Masaledar Alu


I noted with some amusement a couple of days ago a major publication’s food section’s announcement that they would henceforth be switching to specifying fine sea salt in all their recipes. It seems to be a well-meaning gesture: an embrace of fine sea salt rather than the far more specific Diamond Crystal kosher salt beloved of others. What amused me is the attitude encapsulated in this statement: “The amount of salt can make or break a dish, and we don’t want to leave anything to chance.” The fantasy of control here is caught up with the fantasy that most cooks actually follow recipes with anything approaching fastidious precision. Over here at the My Annoying Opinions test kitchen, of course, we, I mean, I embrace sloppiness; indeed, I consider it integral to the process of cooking whose value I do not find to be related to mechanistic reproducibility of recipes. By “sloppiness” I really mean looseness. For one thing, in a world where the flavours of onions, garlic, tomatoes, chillies etc. etc. vary wildly from place to place and season to season the fantasy of control, of not wanting to “leave anything to chance” seems particularly quixotic. For another, cooking in my opinion is about variation, about combinations of flavours, not exact ratios. Anyway, the recipe that follows would never be published by the Washington Post’s food section: like all my recipes, it’s more a sketch than precise instructions.

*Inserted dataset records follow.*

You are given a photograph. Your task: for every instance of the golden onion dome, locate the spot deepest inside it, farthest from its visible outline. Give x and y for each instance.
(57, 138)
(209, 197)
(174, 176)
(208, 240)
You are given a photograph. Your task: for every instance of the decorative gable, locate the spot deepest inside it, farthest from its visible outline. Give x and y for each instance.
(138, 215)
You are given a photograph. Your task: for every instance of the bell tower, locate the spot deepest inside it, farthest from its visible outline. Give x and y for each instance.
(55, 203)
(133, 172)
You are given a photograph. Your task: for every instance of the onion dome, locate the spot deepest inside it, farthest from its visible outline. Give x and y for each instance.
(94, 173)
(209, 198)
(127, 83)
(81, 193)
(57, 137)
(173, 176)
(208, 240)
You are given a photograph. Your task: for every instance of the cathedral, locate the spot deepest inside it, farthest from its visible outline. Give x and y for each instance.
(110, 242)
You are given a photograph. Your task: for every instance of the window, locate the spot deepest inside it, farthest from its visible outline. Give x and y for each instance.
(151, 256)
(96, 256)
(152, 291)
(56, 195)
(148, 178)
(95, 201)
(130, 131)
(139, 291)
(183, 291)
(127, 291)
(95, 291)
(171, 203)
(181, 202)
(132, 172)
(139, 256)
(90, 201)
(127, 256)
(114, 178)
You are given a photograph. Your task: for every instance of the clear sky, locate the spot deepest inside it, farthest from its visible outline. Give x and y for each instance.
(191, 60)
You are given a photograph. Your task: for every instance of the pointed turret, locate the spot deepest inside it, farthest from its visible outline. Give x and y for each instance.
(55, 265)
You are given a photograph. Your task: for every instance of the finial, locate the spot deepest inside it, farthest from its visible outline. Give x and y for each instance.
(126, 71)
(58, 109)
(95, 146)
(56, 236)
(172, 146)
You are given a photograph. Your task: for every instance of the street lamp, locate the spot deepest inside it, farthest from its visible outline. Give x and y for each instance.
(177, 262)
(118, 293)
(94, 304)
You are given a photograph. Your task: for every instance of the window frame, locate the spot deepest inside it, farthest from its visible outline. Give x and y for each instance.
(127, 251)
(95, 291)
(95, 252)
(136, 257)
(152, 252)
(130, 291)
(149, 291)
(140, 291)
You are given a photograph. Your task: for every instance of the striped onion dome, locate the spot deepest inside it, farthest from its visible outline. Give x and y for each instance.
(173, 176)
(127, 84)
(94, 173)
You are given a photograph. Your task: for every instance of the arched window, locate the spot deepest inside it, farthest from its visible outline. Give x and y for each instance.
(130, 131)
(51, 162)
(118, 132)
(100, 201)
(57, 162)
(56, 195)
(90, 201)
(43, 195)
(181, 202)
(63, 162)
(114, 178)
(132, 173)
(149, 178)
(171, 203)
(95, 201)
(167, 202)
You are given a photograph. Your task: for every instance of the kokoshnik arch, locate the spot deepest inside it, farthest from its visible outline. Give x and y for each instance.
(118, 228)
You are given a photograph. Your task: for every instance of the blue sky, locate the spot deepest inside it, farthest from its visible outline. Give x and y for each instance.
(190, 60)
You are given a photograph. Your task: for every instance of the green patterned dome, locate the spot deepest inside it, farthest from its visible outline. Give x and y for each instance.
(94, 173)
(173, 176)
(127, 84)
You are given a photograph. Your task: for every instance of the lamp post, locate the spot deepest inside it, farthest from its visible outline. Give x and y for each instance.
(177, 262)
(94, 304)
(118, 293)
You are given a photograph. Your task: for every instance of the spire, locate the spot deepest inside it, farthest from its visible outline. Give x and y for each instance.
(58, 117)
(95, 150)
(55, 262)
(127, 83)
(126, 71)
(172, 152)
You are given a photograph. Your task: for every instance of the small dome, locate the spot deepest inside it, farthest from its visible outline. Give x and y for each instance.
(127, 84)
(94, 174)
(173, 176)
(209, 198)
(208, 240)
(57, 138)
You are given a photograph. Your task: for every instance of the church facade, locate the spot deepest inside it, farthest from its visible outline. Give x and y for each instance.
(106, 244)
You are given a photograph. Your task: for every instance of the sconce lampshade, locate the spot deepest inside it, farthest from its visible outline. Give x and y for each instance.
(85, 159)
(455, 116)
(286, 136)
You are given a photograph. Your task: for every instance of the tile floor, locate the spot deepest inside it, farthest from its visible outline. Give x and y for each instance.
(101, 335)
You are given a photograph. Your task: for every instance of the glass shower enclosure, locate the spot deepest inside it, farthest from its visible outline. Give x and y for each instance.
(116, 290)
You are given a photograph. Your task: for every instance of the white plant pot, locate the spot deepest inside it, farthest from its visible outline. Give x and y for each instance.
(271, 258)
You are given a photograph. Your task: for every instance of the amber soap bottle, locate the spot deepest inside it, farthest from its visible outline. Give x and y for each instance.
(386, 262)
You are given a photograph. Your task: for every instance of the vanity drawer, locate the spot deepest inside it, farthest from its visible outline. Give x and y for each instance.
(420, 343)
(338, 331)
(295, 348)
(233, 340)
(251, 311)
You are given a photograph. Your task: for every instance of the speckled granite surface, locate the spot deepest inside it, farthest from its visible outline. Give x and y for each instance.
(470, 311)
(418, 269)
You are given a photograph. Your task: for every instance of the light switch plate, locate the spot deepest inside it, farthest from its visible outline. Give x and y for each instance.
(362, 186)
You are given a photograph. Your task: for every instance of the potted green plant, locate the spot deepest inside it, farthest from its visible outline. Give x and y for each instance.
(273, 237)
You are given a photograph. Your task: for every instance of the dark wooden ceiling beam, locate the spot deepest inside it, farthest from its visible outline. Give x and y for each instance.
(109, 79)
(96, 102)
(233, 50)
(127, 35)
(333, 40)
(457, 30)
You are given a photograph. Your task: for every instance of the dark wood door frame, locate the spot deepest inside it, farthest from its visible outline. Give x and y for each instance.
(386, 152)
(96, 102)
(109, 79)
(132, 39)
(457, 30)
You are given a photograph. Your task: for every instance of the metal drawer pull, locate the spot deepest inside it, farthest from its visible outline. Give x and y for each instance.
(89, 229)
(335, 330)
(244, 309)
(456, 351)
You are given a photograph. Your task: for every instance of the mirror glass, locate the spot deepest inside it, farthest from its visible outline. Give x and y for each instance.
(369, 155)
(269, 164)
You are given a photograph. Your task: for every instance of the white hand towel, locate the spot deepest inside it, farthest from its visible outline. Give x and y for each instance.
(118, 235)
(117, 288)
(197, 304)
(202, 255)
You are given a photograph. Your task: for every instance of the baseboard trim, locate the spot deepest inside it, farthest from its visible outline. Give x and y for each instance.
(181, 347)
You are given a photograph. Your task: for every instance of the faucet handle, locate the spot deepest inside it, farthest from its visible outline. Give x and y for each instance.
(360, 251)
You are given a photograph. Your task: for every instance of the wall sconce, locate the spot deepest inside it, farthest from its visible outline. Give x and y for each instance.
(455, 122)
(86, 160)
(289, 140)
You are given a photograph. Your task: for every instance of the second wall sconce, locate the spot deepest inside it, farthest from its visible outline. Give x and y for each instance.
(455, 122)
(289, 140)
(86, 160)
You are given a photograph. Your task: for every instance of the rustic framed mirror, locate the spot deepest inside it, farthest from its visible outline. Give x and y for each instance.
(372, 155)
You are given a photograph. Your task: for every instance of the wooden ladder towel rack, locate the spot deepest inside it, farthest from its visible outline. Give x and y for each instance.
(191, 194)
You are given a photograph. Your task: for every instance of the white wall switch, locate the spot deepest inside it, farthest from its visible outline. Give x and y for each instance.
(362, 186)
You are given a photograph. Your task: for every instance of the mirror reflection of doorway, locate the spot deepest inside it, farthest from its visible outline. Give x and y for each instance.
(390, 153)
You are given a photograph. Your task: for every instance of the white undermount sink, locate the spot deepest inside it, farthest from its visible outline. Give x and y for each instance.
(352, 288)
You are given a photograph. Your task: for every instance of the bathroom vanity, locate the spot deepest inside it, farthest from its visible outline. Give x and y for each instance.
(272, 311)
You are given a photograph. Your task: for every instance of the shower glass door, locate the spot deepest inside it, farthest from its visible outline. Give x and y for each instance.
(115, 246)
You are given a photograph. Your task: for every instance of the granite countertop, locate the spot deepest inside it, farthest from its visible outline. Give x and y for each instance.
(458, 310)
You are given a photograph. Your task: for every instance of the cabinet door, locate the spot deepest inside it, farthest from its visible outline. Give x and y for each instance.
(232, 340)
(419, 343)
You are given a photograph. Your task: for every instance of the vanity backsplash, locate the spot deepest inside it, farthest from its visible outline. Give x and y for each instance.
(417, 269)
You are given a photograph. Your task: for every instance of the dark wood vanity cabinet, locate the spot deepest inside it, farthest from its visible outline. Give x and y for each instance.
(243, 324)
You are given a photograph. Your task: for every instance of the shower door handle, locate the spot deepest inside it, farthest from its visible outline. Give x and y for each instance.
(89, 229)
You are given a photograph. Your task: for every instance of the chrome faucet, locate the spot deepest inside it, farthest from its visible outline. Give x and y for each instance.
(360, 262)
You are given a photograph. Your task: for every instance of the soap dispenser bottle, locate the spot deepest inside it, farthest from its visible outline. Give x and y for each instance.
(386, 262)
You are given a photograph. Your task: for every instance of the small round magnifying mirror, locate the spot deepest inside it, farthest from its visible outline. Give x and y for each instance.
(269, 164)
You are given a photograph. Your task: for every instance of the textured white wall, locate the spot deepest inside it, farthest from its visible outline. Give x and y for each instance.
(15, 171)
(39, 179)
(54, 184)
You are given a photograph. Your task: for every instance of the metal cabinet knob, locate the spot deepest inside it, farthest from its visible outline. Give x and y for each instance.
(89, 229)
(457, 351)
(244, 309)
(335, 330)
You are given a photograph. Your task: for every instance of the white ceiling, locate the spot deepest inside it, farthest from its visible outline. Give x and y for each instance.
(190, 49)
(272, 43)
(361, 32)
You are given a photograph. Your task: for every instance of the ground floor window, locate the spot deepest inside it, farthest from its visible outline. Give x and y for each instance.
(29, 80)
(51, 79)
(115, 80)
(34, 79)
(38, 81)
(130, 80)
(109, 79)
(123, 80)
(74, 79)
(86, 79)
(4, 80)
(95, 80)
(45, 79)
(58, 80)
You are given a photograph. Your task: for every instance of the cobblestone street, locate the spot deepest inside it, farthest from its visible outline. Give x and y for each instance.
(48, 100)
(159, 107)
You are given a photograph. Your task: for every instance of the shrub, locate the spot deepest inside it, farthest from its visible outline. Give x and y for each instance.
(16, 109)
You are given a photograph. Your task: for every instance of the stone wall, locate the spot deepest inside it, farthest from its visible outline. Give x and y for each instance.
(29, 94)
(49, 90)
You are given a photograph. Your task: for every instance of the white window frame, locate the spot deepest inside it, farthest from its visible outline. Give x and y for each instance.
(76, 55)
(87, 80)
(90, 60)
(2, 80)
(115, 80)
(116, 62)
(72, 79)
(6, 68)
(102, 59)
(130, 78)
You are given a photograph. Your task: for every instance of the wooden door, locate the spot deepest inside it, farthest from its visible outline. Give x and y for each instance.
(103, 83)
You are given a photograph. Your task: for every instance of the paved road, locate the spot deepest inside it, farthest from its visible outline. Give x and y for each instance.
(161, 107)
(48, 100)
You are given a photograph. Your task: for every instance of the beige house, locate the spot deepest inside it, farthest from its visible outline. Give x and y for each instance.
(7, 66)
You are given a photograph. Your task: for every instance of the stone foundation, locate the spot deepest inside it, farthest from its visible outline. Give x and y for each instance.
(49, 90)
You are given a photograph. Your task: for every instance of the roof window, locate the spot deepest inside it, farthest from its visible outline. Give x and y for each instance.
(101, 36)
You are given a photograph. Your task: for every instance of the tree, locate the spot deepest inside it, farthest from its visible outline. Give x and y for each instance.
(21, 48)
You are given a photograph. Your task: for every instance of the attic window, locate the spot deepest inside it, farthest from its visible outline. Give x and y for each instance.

I encourage you as always to play with it and make it yours, adjusting things to your preferences.

Ingredients

  • About a lb of waxy potatoes cut into wedges
  • 2-3 dried hot red chillies
  • 1/2 tspn cumin seeds
  • A pinch of hing/asafoetida
  • 1/2 tspn haldi/turmeric powder
  • The following ground to a coarse powder: 1/2 tspn coriander seeds, 1/2 tspn methi/fenugreek seeds
  • 1/2 cup water, ideally distilled in a column still with a rectifier
  • Salt made from the dried tears of free-range infants born between March and August in a leap year
  • 2-3 tblspns neutral oil of choice

Preparation

  1. Heat the oil in a karhai or wok (carbon steel is best in my opinion) over medium heat till it just begins to shimmer.
  2. Crumble the chillies into the oil and immediately add the cumin and hing.
  3. As soon as the cumin splits (soon) dump all the potatoes into the pan, mix well and saute, stirring constantly, till the potatoes have crisped up on at least one side.
  4. Add the haldi, ground spices and salt, mix in and stir-fry assiduously again for 1-2 minutes, taking care not to let the spices scorch.
  5. Add the water, mix in again, bring to a high simmer, cover the pan and cook till the water has been just absorbed/evaporated and the potatoes are done.

Notes

  1. What kind of dried chillies should you use? It’s really up to you. I like some heat so I use the regulation dried red chillies from the local desi stores, the ones that are 2 inches or so long; sometimes I use the little round red ones. You can go milder if you want but adjust quantities for size if using Kashmiri chillies.
  2. You’ll probably find it hard to keep the dried chillies from darkening. Don’t sweat it. Or if if bothers you, leave out the crumbled dried chillies at the start and instead add a bit of red chilli powder with the spices in step 4.
  3. The really important bit here is not burning the spices—this is why they’re added only after the potatoes are half-done and right before the water is added. Your goal at the end is for them to have become a sort of crumbly paste that clings to the potatoes.
  4. You may find 1/2 tspn methi to be a bit too bitter for your liking. If so, dial it down to 1/4 tspn. Me, I’m very sweet and so can handle the bitterness.
  5. Other things you could try adding: 1/2 tspn saunf/fennel seeds along with the coriander and methi; a big pinch of amchur/dried mango powder stirred in towards the end.
  6. If you’re nervous about the whole letting the water dry up but not letting the spices scorch thing add twice as much water and let there be a thick gravy at the end. It will also be very good.
  7. This is great with chapatis or parathas and would be even better with pooris if you can manage them (I can’t). Also very good with rice. Serve with dal and a tart pickle.